Back up to Whitby this weekend. I wanted to take one last look at the stockings, hat and mittens on display at The Captain Cook Memorial Museum, before they return to Gdansk, at the end of this month.
I wanted to take a close look (through the display case!) and take some notes, for my research on the history of Yorkshire knitting. The three items on display from the wreck of The General Carleton, are a pair of stockings, an interesting thrummed cap, and a pair of mittens. The mittens were recognisably Latvian (I knew from having spent a frightening amount of the 1980s glued to Shelagh Hollingworth’s ‘Scandinavian Knitting’). The other two items I feel are Yorkshire.
I documented everything I could, paying especial interest to the stockings as they seem to be like the ones I was researching being knit by the charity school girls in York, in the 1780s and 90s. Will be sharing that research in the coming months.
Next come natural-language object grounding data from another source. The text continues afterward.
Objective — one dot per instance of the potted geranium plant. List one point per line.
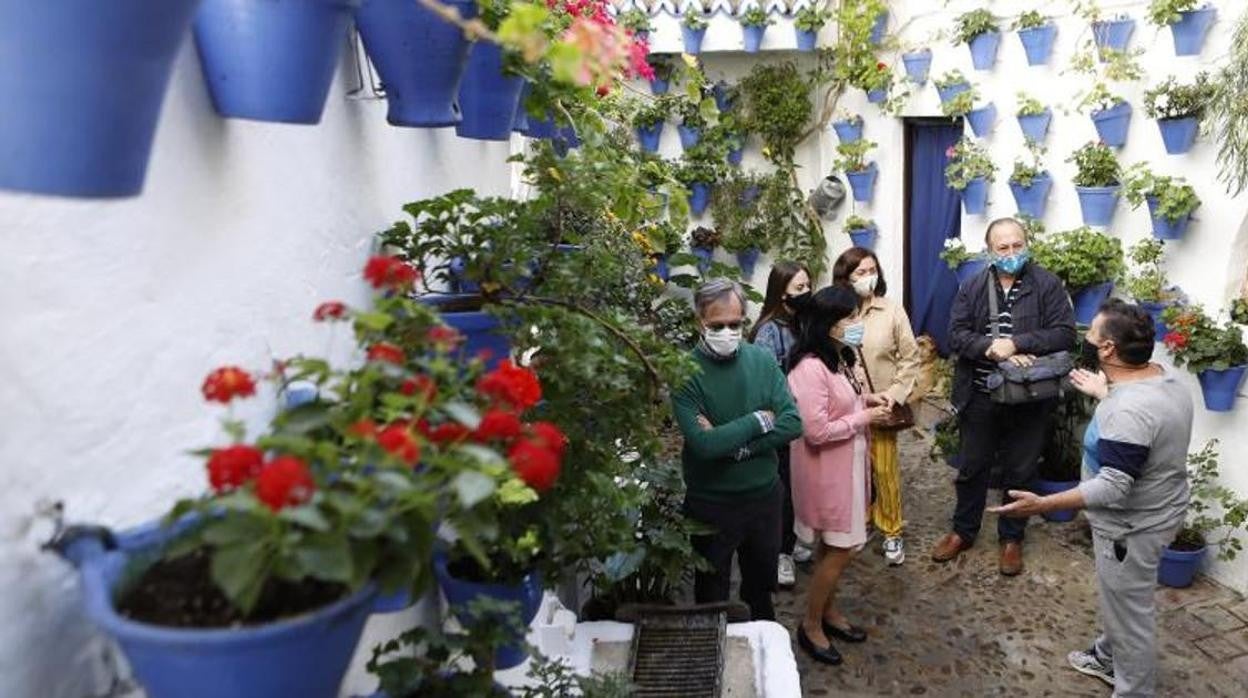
(1216, 353)
(1098, 181)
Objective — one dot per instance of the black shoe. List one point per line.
(826, 656)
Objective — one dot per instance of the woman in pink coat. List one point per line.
(831, 476)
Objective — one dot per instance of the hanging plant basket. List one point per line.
(271, 61)
(81, 88)
(419, 58)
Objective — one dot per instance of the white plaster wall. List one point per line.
(114, 311)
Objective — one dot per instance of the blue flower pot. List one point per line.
(306, 654)
(271, 61)
(753, 38)
(81, 86)
(982, 120)
(1191, 29)
(862, 182)
(917, 64)
(1163, 227)
(1178, 134)
(1087, 301)
(692, 39)
(1037, 43)
(461, 593)
(984, 50)
(975, 196)
(488, 96)
(1112, 124)
(1178, 568)
(1035, 126)
(1219, 387)
(419, 58)
(1032, 200)
(1097, 204)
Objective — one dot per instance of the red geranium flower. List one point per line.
(285, 481)
(226, 383)
(234, 466)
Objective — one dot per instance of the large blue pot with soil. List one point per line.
(419, 56)
(81, 86)
(271, 61)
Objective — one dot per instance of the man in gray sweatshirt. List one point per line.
(1135, 490)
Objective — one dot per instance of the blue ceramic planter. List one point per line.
(81, 86)
(984, 50)
(1097, 204)
(1178, 134)
(1191, 29)
(1037, 43)
(1219, 387)
(419, 58)
(1033, 199)
(1112, 124)
(271, 61)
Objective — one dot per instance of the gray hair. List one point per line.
(715, 290)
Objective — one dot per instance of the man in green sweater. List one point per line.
(734, 415)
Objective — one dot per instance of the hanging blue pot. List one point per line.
(271, 61)
(1088, 300)
(419, 58)
(975, 196)
(1177, 568)
(461, 593)
(1035, 126)
(81, 85)
(1189, 30)
(1163, 227)
(1097, 204)
(1032, 199)
(862, 182)
(982, 120)
(984, 50)
(1219, 387)
(1178, 134)
(1037, 43)
(917, 64)
(1111, 124)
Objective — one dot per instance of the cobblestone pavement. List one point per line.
(964, 629)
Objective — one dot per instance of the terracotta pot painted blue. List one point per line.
(919, 65)
(81, 86)
(1037, 43)
(1087, 301)
(862, 182)
(1219, 387)
(1178, 134)
(1163, 227)
(488, 95)
(984, 50)
(1097, 204)
(1111, 124)
(271, 61)
(1191, 29)
(419, 58)
(975, 196)
(1033, 199)
(1178, 568)
(1035, 126)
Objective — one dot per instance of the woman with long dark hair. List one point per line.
(830, 472)
(788, 291)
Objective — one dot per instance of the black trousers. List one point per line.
(748, 528)
(1012, 433)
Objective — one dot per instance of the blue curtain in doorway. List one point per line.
(935, 216)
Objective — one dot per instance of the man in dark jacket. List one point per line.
(1035, 319)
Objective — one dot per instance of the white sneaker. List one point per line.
(785, 573)
(894, 551)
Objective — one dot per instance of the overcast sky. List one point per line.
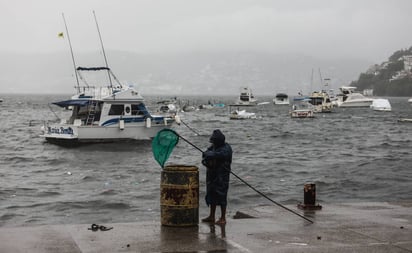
(366, 29)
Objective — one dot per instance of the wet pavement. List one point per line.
(366, 227)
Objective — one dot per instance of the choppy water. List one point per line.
(352, 155)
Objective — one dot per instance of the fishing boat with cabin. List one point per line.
(104, 112)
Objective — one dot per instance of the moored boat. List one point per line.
(105, 114)
(302, 109)
(381, 104)
(321, 101)
(350, 98)
(281, 99)
(246, 97)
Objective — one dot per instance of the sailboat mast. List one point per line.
(71, 51)
(104, 53)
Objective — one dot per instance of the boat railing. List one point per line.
(96, 92)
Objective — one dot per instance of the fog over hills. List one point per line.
(194, 73)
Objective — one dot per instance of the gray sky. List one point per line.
(367, 29)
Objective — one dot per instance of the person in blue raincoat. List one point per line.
(217, 159)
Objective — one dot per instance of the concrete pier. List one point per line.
(366, 227)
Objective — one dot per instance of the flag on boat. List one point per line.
(163, 145)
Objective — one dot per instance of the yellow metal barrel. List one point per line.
(179, 195)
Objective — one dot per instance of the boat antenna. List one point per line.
(321, 79)
(104, 53)
(71, 51)
(311, 82)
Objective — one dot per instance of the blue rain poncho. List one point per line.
(217, 159)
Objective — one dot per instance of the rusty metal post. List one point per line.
(309, 198)
(179, 196)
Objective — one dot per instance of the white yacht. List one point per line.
(281, 99)
(321, 101)
(246, 97)
(381, 104)
(105, 114)
(302, 109)
(350, 98)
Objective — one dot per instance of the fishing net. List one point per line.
(163, 144)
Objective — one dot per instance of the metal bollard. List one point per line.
(309, 198)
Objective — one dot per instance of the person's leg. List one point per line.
(211, 217)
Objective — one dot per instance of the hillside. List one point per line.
(209, 73)
(390, 78)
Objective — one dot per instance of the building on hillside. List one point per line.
(407, 63)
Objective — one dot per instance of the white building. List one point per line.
(407, 63)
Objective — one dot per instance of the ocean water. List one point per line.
(352, 155)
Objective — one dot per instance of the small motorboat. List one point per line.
(381, 104)
(302, 109)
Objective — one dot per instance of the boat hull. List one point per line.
(70, 134)
(356, 104)
(302, 114)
Also on display, a letter from Capt. Phipps dated 10th May, 1773, listing the clothing requested for a crew of a similar ship to the General Carleton. I should say, ‘Fearnought’ jackets are made from a fulled, woven wool and probably like the one pictured here, from the wreck of the General Carleton.
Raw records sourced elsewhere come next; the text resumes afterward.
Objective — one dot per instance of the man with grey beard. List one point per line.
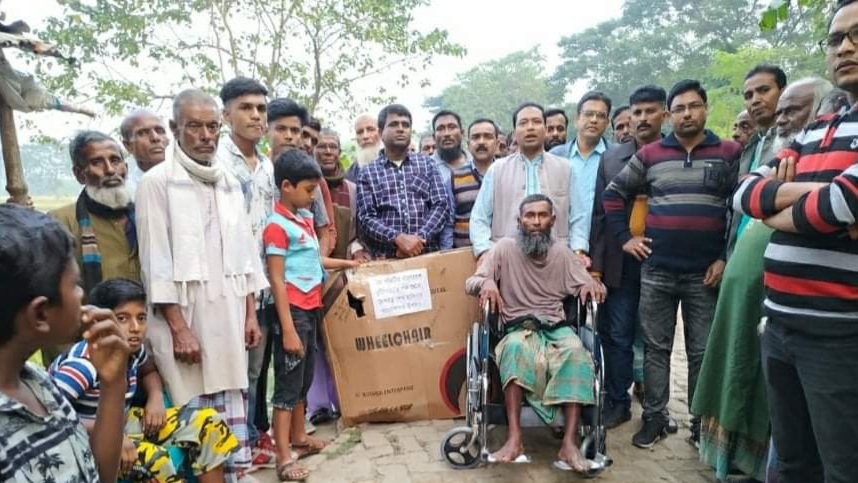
(801, 102)
(101, 220)
(539, 357)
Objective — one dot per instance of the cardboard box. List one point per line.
(396, 338)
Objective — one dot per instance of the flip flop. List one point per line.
(283, 472)
(521, 459)
(564, 466)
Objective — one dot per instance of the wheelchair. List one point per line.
(466, 446)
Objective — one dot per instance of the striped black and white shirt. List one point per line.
(811, 277)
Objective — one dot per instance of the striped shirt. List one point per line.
(76, 377)
(466, 181)
(52, 448)
(687, 200)
(813, 274)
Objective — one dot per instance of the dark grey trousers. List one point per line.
(661, 295)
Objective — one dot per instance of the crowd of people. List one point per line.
(205, 260)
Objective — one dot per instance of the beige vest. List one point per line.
(510, 182)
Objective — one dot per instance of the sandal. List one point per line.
(292, 472)
(309, 448)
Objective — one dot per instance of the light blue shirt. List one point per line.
(586, 171)
(481, 215)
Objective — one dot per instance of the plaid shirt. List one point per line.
(410, 199)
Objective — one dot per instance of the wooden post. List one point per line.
(16, 185)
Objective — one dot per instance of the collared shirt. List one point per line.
(257, 184)
(75, 376)
(483, 210)
(409, 199)
(586, 171)
(50, 448)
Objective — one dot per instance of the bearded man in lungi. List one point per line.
(526, 280)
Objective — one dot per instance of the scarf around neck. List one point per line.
(90, 254)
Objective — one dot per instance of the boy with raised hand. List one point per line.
(41, 438)
(296, 272)
(151, 429)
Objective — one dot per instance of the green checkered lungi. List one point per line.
(551, 365)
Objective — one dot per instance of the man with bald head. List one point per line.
(369, 144)
(144, 136)
(199, 274)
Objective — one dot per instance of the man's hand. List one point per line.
(409, 245)
(638, 247)
(108, 348)
(252, 332)
(785, 171)
(595, 289)
(292, 343)
(186, 347)
(491, 296)
(154, 416)
(129, 456)
(361, 256)
(713, 274)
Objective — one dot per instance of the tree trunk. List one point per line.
(15, 182)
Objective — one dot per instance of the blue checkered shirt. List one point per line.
(410, 199)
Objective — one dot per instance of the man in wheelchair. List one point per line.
(526, 280)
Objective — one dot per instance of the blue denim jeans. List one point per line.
(619, 321)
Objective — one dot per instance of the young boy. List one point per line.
(41, 438)
(148, 430)
(295, 270)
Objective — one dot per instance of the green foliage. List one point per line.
(495, 88)
(310, 51)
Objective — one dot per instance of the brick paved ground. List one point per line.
(409, 452)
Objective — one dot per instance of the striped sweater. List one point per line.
(687, 200)
(812, 275)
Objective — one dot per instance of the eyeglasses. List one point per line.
(198, 127)
(834, 40)
(597, 115)
(694, 106)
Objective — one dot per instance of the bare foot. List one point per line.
(570, 454)
(511, 450)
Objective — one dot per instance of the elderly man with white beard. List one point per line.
(101, 220)
(369, 144)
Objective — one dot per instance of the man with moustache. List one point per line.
(529, 171)
(743, 128)
(584, 153)
(427, 145)
(762, 89)
(466, 182)
(525, 279)
(102, 219)
(621, 125)
(144, 136)
(620, 271)
(807, 194)
(688, 177)
(556, 125)
(403, 206)
(245, 111)
(201, 279)
(369, 144)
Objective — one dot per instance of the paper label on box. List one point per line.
(400, 293)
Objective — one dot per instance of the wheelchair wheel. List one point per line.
(460, 448)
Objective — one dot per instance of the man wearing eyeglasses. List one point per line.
(809, 349)
(584, 153)
(688, 177)
(201, 279)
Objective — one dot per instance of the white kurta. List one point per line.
(213, 305)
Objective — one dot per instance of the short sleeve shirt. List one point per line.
(51, 448)
(77, 379)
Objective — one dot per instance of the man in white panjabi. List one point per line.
(199, 275)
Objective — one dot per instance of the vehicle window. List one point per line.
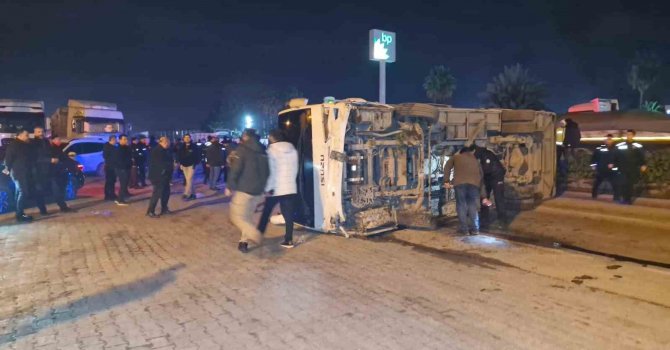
(86, 148)
(76, 148)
Again, mention of knitted items but no mention of a gansey or anything we could interpret as such. In 1773, Racehorse attempted an expedition to the North Pole, so this is detailing clothing from the most extreme conditions imaginable. Capt. Phipps took both Racehorse and Carcass to esplore the North-West Passage in 1773 – Horatio Nelson was midshipman on the Carcass, and it was on this expedition he had his famous brawl with a polar bear. There’s a vivid account of this voyage here.
1oth May, 1773
Having received Directions for the Right Honble [sic] the Lords Commissioners of the Admiralty to furnish the undermentioned Extra Necessaries for the crews of His Majesty’s sloops Racehorse and Carcass, viz: –
Flannel jackets two for each Man
Fearnought Jackets, Lined – Two
Kersey Inside Waistcoats lined – Two
Milled Yarn Caps – Two
Boots – One Pair
Boot Stockings – Two pair
Fearnought Trowsers – Two Pair
Mittings [sic] One Dozen Pair each Man
We desire you will please to let us know what Numbers of Men are to be furnished therewith
Your Humble Servants
Hon’ble Captain Phipps
Racehorse at Deptford.
(From the Mulgrave Archives, letter loaned to exhibition by Lord Normanby)
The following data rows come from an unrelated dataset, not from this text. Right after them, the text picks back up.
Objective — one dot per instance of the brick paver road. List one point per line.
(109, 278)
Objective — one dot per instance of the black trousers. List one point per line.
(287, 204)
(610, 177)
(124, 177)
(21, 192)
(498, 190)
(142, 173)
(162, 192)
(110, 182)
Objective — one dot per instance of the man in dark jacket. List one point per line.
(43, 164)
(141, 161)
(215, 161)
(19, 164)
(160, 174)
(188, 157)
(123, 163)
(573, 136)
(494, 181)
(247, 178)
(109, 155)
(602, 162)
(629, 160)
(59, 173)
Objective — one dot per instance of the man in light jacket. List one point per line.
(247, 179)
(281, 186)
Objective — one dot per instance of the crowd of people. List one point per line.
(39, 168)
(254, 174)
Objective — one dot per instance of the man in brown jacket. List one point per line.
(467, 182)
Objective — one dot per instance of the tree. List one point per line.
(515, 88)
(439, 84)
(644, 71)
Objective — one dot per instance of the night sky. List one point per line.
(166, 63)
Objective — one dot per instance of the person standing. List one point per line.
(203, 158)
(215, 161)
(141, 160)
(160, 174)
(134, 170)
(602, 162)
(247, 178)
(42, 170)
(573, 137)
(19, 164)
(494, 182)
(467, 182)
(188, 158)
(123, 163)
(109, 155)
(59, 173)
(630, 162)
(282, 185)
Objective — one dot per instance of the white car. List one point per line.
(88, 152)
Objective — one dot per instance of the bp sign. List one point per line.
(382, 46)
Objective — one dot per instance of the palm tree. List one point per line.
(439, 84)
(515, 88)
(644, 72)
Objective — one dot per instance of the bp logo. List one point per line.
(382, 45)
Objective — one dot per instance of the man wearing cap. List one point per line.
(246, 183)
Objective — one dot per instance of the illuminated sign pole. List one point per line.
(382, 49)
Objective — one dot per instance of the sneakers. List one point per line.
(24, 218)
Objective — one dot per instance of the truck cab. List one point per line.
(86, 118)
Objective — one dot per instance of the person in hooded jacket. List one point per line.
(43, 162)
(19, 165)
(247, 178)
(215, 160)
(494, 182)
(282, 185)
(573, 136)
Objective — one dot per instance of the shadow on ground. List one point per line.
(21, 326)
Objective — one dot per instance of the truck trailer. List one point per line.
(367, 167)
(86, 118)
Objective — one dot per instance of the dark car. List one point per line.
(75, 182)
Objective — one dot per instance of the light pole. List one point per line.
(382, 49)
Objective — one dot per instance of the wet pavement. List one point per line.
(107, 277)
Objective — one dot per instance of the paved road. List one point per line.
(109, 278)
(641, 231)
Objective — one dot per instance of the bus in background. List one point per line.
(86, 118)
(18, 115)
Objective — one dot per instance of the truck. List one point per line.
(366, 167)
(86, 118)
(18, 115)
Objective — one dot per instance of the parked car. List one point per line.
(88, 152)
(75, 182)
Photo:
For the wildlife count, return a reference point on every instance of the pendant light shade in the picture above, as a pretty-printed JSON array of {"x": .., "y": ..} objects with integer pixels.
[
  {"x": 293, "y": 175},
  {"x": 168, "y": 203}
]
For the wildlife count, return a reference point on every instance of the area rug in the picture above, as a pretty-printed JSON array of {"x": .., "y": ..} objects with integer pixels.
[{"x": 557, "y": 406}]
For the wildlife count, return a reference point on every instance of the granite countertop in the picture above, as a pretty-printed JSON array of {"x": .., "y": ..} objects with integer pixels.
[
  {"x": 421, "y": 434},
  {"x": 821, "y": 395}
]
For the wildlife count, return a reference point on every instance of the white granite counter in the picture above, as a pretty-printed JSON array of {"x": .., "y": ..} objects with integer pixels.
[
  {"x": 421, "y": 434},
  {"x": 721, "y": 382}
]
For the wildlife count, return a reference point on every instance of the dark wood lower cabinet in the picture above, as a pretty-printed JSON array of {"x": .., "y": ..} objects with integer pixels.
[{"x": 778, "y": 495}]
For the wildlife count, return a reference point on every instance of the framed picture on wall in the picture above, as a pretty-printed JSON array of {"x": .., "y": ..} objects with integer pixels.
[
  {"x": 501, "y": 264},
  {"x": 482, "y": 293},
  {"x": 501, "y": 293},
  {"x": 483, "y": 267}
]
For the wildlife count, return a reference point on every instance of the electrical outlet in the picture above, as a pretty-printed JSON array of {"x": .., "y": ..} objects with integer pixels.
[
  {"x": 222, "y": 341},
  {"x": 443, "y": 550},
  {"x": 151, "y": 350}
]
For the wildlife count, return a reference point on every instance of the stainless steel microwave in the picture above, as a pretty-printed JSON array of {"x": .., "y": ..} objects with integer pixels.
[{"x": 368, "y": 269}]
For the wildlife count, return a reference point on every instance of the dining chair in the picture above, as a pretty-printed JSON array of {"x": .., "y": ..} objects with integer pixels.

2 replies on “Racehorse at Deptford”
Hi Freyalyn! You know, I was too busy with the stockings to look too closely at the gloves! So I bet you’re right if that’s your observation! I was cursing the fact the stockings were at the back and what I couldn’t see were the decreases/increases, but clocked as much as I could! Tell you what – the stockings had a very interesting ribbed section I did spot – extremely erratic. The hat seemed to have a couple of rounds purl at the start, which I’d guess was due to the thrums?
I think the ‘milled’ hats will refer to the finishing – fulling – so they could be like the rough ‘bump hats’ mentioned in ‘Old Handknitters of the Dales’ – knit huge and fulled down? In his book, Stephen Baines mentions the knitted caps usually being plastered with tar. (That’s on top of being fulled!) I do think the ‘milled’ refers more to fulling than to the yarn being millspun – but as you say, at this date they’d be quite likely to be millspun.
The stockings looked handspun to me – as did the hat. Stockings very fine (I reckon the cast on was somewhere around 140 st?)
Yep, I made a note of this letter too – fascinating to find all items so well described yet nary a mention of sweaters or ganseys. I love that there seems to be an expectation that mittens will be lost!
I had very close look at the mittens in the case (my noseprint may still be on the glass) and wondered that perhaps there was a twined cast on and perhaps the first row or two.
Do you think the ‘milled yarn caps’ refers to fulling of the knitted caps, or that they were knitted from mill-spun yarn? If the latter, would that imply that other items were handspun. Too late for that, I’d have thought.